LLVM: InstCombine: A PR by Alex Gaynor and Claude Code

4 hours ago 1

llvm: InstCombine: improve optimizations for ceiling division with no overflow - a PR by Alex Gaynor and Claude Code. Alex Gaynor maintains rust-asn1, and recently spotted a missing LLVM compiler optimization while hacking on it, with the assistance of Claude (Alex works for Anthropic).

He describes how he confirmed that optimization in So you want to serialize some DER?, taking advantage of a tool called Alive2 to automatically verify that the potential optimization resulted in the same behavior.

Alex filed a bug, and then...

Obviously the next move is to see if I can send a PR to LLVM, but it’s been years since I was doing compiler development or was familiar with the LLVM internals and I wasn’t really prepared to invest the time and energy necessary to get back up to speed. But as a friend pointed out… what about Claude?

At this point my instinct was, "Claude is great, but I'm not sure if I'll be able to effectively code review any changes it proposes, and I'm not going to be the asshole who submits an untested and unreviewed PR that wastes a bunch of maintainer time". But excitement got the better of me, and I asked claude-code to see if it could implement the necessary optimization, based on nothing more than the test cases.

Alex reviewed the resulting code very carefully to ensure he wasn't wasting anyone's time, then submitted the PR and had Claude Code help implement the various changes requested by the reviewers. The optimization landed two weeks ago.

Alex's conclusion (emphasis mine):

I am incredibly leery about over-generalizing how to understand the capacity of the models, but at a minimum it seems safe to conclude that sometimes you should just let the model have a shot at a problem and you may be surprised -- particularly when the problem has very clear success criteria.
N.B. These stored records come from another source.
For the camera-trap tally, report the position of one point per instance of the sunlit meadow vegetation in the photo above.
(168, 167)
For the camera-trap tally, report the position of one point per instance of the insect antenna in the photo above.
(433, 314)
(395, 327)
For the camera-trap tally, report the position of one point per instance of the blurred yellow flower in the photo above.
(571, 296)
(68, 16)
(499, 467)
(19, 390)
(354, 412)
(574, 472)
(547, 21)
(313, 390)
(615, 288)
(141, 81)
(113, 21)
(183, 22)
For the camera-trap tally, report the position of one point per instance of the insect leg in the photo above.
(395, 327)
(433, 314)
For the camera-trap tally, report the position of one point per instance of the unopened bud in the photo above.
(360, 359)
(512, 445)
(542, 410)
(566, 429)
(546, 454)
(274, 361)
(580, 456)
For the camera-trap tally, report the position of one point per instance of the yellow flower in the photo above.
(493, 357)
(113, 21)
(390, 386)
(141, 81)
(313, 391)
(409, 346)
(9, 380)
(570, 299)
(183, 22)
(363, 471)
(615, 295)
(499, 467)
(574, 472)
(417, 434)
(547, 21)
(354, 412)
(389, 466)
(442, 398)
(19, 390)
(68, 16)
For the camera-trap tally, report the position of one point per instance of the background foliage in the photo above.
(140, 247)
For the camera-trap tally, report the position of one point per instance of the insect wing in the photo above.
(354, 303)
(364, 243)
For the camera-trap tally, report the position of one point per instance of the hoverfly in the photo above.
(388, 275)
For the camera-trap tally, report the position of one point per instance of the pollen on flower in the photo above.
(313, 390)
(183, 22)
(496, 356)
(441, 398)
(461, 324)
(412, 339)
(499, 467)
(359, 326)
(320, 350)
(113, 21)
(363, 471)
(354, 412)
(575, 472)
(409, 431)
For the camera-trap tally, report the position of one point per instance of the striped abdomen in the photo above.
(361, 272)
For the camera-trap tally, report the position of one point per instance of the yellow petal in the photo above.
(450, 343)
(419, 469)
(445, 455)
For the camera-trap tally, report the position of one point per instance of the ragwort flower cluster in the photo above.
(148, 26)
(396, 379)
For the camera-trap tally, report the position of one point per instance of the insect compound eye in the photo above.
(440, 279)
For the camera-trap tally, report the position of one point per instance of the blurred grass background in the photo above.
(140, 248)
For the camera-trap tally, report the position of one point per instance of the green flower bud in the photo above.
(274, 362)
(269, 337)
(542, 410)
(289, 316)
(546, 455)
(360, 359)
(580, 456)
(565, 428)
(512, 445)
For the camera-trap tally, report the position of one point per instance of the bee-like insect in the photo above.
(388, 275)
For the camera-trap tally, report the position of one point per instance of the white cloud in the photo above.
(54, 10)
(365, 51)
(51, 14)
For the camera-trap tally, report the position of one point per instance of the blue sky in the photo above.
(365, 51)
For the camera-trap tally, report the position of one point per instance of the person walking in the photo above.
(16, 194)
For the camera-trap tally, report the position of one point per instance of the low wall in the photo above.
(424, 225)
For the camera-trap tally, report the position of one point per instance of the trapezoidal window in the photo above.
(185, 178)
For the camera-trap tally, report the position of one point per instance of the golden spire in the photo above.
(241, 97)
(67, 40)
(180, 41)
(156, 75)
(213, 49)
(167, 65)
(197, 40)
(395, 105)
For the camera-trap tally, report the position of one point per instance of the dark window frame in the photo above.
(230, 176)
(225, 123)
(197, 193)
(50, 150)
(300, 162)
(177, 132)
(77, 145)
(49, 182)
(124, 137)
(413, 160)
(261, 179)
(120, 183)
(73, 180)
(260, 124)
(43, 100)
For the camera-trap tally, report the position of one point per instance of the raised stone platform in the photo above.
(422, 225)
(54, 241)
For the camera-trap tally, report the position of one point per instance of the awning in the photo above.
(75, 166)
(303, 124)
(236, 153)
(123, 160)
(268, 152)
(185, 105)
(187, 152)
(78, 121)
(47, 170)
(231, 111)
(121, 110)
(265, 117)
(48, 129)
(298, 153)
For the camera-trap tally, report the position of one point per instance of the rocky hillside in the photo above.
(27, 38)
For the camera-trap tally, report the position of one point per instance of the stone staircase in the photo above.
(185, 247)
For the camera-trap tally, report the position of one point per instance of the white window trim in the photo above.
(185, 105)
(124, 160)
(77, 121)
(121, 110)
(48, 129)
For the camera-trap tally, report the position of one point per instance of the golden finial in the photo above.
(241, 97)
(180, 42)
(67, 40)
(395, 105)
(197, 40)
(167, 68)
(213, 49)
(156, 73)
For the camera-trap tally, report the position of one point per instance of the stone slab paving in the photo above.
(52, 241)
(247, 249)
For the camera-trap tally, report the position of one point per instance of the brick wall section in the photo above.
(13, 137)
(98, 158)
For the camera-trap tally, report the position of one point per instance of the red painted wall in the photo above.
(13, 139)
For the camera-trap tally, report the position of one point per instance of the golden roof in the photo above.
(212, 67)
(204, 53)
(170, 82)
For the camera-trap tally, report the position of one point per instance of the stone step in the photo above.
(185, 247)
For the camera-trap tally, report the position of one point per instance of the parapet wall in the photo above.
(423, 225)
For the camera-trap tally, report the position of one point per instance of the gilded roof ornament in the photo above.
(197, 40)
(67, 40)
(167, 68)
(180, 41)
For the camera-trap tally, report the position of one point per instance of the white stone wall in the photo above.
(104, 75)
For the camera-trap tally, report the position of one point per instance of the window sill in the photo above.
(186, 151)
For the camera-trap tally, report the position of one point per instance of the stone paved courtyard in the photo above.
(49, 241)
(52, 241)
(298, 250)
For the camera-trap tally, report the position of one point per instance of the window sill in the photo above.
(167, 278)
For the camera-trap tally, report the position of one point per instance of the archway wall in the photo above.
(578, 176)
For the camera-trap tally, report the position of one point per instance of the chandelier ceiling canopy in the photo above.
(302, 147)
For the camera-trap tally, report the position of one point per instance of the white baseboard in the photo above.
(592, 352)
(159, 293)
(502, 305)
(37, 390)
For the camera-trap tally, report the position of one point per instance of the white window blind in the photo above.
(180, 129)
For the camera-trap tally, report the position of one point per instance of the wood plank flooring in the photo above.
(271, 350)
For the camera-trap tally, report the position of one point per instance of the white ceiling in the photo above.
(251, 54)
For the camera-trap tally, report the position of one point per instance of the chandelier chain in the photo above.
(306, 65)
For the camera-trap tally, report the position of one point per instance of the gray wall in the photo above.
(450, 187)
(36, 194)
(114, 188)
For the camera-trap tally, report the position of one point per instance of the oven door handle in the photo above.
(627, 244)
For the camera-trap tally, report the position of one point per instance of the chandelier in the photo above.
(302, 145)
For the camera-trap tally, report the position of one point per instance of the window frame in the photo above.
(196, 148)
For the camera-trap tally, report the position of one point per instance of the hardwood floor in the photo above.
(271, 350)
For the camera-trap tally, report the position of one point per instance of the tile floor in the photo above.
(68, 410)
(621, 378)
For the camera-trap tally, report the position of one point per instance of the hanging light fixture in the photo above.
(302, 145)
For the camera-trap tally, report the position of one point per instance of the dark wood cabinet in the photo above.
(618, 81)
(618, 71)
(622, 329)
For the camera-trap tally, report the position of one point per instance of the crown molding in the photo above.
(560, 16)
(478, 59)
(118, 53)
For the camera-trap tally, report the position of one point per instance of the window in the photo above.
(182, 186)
This only works if you have the capacity to review what it produces, of course. [...]

This echoes Ethan Mollick's advice to "always invite AI to the table". For programming tasks the "very clear success criteria" is extremely important, as it helps fit the tools-in-a-loop pattern implemented by coding agents such as Claude Code.
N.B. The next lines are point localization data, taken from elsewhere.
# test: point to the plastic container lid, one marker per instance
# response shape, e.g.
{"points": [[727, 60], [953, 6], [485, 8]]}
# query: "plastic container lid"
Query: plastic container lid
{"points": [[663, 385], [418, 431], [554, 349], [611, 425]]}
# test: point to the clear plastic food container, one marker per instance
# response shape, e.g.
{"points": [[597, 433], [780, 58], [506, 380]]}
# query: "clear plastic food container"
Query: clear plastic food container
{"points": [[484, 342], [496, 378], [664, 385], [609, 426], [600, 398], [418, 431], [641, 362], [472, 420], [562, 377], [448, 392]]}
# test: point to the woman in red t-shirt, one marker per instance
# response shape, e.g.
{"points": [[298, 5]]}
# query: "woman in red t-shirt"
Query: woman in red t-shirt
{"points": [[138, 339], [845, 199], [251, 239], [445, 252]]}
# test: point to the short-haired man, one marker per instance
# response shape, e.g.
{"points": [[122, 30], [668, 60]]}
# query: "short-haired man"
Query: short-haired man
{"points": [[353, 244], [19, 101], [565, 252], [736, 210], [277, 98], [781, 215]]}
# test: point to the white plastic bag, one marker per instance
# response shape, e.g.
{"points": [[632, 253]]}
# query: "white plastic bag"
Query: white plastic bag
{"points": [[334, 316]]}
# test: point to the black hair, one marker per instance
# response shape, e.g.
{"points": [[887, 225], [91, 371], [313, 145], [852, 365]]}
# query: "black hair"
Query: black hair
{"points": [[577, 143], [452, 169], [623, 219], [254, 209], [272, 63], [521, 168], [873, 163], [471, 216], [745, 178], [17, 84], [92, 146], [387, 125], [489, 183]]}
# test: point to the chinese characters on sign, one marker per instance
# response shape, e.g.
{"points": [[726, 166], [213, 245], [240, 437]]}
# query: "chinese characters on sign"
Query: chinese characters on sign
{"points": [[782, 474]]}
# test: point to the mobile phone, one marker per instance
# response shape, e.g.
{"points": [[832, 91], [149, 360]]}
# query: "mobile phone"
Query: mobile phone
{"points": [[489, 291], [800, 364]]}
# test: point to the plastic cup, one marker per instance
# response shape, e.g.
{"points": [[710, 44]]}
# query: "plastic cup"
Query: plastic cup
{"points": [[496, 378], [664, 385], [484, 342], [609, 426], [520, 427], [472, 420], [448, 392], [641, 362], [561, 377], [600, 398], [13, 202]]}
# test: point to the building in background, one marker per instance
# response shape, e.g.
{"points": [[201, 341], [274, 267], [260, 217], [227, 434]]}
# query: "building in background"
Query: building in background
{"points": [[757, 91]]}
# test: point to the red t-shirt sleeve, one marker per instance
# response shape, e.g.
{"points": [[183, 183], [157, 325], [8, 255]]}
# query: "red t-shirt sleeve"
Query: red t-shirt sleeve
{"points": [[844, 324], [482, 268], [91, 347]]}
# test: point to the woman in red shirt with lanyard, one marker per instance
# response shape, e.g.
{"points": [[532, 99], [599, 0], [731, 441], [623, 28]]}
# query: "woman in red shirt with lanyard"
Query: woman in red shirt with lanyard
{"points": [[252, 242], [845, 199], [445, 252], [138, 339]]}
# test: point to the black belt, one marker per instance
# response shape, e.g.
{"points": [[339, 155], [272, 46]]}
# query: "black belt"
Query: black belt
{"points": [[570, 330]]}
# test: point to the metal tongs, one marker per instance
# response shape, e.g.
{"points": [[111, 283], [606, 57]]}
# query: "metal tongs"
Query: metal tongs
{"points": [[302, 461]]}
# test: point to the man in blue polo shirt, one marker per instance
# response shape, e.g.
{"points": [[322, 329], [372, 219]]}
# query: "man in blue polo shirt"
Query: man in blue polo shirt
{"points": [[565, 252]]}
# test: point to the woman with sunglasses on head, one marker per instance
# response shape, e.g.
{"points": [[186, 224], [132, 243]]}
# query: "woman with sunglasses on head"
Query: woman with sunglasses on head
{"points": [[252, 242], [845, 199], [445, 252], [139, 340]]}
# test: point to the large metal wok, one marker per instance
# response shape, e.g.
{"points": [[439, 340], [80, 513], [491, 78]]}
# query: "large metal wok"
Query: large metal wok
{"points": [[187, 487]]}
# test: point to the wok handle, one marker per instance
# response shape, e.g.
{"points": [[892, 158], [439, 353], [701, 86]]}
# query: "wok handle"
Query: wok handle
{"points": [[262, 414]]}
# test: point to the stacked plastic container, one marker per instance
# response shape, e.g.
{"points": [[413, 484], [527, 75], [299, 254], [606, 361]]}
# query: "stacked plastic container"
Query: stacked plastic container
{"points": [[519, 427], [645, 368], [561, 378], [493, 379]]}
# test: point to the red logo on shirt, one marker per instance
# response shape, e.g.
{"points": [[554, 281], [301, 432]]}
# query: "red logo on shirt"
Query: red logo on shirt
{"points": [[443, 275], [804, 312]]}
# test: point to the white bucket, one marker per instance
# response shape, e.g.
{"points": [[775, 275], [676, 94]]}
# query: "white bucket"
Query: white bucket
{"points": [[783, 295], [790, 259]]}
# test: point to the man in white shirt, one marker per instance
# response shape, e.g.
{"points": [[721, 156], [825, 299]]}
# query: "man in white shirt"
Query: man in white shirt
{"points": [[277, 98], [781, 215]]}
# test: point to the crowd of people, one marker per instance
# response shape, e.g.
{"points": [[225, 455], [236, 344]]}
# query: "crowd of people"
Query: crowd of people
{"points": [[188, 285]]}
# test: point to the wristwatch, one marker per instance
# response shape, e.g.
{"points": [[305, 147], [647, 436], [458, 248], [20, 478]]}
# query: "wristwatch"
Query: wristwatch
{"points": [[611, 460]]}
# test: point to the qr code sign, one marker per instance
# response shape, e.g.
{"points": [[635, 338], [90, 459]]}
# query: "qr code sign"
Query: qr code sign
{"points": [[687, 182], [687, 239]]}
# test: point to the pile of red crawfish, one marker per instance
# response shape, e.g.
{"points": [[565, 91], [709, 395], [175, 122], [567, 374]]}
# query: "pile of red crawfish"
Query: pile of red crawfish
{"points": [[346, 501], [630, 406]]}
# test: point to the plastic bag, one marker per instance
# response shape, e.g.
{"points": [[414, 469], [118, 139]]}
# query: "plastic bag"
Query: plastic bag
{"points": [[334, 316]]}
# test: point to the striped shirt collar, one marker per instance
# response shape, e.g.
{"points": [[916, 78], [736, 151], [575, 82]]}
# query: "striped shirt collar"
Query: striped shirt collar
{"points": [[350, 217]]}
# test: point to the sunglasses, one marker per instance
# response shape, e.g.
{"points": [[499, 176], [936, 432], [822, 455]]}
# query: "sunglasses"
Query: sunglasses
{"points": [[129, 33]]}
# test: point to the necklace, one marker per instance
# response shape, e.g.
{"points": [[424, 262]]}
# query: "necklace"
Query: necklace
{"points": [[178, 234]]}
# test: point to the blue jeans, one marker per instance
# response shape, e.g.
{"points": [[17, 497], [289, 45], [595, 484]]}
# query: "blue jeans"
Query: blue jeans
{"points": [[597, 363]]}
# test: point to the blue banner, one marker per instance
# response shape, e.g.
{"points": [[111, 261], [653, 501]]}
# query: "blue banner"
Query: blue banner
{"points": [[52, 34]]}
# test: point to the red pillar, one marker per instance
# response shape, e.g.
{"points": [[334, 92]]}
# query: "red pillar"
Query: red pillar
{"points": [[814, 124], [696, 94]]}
LLVM have a policy on AI-assisted contributions which is compatible with Alex's work here:

[...] the LLVM policy is that contributors are permitted to use artificial intelligence tools to produce contributions, provided that they have the right to license that code under the project license. Contributions found to violate this policy will be removed just like any other offending contribution.

While the LLVM project has a liberal policy on AI tool use, contributors are considered responsible for their contributions. We encourage contributors to review all generated code before sending it for review to verify its correctness and to understand it so that they can answer questions during code review.
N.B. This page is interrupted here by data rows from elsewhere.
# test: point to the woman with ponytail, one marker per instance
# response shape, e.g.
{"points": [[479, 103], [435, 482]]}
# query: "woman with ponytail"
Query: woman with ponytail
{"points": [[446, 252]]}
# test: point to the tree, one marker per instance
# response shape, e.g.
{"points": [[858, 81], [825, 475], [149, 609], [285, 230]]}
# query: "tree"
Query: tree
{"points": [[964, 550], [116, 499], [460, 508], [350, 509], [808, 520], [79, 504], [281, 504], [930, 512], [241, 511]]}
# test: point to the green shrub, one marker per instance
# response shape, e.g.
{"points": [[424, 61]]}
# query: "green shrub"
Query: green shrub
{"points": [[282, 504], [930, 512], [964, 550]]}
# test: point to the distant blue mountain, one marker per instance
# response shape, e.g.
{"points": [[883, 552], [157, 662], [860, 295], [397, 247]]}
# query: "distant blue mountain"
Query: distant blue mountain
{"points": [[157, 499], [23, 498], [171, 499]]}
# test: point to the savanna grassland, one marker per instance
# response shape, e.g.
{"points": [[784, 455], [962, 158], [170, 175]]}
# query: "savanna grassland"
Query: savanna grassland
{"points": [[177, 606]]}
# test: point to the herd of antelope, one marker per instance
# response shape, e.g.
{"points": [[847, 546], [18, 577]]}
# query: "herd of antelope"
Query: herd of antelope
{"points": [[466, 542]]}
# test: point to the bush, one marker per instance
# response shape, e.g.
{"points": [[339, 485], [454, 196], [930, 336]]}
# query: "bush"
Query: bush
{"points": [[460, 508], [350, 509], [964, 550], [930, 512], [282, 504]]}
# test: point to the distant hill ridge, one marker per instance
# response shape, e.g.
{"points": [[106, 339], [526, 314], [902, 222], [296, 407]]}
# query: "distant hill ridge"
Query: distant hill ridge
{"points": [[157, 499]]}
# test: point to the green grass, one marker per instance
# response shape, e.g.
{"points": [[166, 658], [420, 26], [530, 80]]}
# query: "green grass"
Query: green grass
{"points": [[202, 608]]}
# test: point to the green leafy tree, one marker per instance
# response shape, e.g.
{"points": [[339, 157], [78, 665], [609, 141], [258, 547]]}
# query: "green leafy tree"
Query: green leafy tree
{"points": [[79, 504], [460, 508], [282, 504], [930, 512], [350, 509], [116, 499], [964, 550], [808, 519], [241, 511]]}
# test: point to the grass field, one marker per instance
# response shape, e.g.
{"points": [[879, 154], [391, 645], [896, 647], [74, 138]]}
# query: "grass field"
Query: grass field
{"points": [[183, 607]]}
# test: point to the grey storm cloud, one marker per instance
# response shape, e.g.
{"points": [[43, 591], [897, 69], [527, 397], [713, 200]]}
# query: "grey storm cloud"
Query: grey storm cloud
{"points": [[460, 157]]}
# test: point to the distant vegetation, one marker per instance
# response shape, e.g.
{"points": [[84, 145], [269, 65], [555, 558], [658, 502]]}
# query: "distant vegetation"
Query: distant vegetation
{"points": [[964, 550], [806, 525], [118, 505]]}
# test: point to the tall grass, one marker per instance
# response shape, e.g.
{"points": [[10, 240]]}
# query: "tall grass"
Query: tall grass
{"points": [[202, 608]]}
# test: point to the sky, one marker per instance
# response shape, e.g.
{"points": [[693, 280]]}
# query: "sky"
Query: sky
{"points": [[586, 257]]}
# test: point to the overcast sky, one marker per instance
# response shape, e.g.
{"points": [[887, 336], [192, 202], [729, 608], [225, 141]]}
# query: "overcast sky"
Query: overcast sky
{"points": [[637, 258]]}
Back in April Ben Evans put out a call for concrete evidence that LLM tools were being used to solve non-trivial problems in mature open source projects:

I keep hearing #AI boosters / talking heads claiming that #LLMs have transformed software development [...] Share some AI-derived pull requests that deal with non-obvious corner cases or non-trivial bugs from mature #opensource projects.

I think this LLVM optimization definitely counts!

(I also like how this story supports the idea that AI tools amplify existing human expertise rather than replacing it. Alex had previous experience with LLVM, albeit rusty, and could lean on that knowledge to help direct and evaluate Claude's work.)